In response to the worry some families have shown because of the transition to online learning, fifth-grade teacher Michelle Stradford said, “The students are doing an incredible job! They are following the protocols with ease, have positive attitudes about being back in our physical classrooms, and they are keeping up with their school work.”
The shift handled between some students staying virtual, and some in-person depends on the class.
“For my class, five students needed to remain virtual, and 21 chose to come back. The five students in my class that remained virtual were moved into our virtual teacher’s class, and I received six of his students that wanted to return physically. There was a lot of movement to accommodate the wants of each family,” Stradford said.
Horace Mann third grader Nora Kozina also returned to in-person learning.

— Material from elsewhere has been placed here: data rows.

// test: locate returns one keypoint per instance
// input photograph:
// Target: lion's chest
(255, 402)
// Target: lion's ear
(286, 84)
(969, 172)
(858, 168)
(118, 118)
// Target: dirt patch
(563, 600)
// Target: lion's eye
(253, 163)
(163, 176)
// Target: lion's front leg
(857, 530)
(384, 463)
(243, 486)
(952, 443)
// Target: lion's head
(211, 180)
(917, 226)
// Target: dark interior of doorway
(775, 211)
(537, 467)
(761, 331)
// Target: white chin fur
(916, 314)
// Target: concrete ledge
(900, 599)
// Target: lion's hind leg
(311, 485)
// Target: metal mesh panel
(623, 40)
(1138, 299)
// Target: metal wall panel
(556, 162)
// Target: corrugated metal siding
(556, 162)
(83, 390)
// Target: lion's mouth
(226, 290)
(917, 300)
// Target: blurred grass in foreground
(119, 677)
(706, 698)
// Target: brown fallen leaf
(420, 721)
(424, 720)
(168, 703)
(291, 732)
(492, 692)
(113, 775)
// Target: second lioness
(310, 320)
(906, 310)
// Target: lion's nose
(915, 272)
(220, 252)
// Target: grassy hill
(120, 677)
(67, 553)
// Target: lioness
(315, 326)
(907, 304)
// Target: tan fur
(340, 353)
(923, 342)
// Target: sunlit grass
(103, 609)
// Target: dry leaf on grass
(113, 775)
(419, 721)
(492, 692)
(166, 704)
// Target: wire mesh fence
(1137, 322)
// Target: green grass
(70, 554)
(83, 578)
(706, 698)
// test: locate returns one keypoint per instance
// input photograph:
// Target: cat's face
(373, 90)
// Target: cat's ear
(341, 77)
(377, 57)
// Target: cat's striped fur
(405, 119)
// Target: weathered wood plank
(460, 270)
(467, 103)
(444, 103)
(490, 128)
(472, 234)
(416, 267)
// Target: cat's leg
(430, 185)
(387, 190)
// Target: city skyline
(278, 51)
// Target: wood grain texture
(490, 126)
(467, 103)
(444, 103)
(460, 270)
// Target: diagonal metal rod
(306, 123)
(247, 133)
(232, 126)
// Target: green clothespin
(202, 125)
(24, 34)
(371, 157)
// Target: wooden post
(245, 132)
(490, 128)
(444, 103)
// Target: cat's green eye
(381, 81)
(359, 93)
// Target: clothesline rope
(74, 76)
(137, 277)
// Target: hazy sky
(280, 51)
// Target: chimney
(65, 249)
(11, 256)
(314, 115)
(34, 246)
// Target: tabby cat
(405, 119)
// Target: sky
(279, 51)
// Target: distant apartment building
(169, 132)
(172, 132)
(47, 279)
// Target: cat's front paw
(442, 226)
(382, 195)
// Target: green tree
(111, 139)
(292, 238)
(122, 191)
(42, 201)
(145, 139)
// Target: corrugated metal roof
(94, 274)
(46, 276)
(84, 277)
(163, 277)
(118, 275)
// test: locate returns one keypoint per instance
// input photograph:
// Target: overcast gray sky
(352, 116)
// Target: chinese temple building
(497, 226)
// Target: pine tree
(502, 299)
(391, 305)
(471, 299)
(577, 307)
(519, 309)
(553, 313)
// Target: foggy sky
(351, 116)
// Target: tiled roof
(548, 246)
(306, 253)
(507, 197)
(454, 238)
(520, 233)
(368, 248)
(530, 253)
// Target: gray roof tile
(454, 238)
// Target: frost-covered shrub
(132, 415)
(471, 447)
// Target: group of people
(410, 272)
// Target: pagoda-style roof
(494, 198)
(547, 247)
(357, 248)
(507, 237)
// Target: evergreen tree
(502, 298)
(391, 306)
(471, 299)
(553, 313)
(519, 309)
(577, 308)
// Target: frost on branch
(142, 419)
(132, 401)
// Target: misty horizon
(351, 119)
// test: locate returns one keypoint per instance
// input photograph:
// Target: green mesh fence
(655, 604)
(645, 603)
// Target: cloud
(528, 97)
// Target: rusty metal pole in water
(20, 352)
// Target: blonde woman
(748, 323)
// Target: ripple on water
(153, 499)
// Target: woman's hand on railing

“Online, you get to be in your pajamas and rest. [You don’t have to] really listen. Real-life school is actually a little bit better because you get to know everything better. On Zoom, it glitches out, and everything,” Kozina said.
Kozina prefers a full day of school rather than the two hours students attend.
“We’re hoping that they’re going to have more hours. We only go two hours right now. We can’t go outside on the playground and run around,” Kozina said.
Vangari also shares the hope that there might be a full day of school.
“Well, it would be nice if we went to school a full day, also I think it would be nice if we got to go to multiple rooms for different classes. I do realize that may be a problem,” Vangari said. “All the kids in class could be in the same room instead of having an AM group and a PM group. But, that could also be a problem.”
According to Stradford, she has also heard that “some students wish they got to stay for a longer amount of time each day.” However, she has not personally heard from any parents.
“I think it is easy to see the happiness and excitement of the students that are back on campus,” Stratford said. “The wellbeing of our students is always at the top of the list, and they have waited a very long time to return.”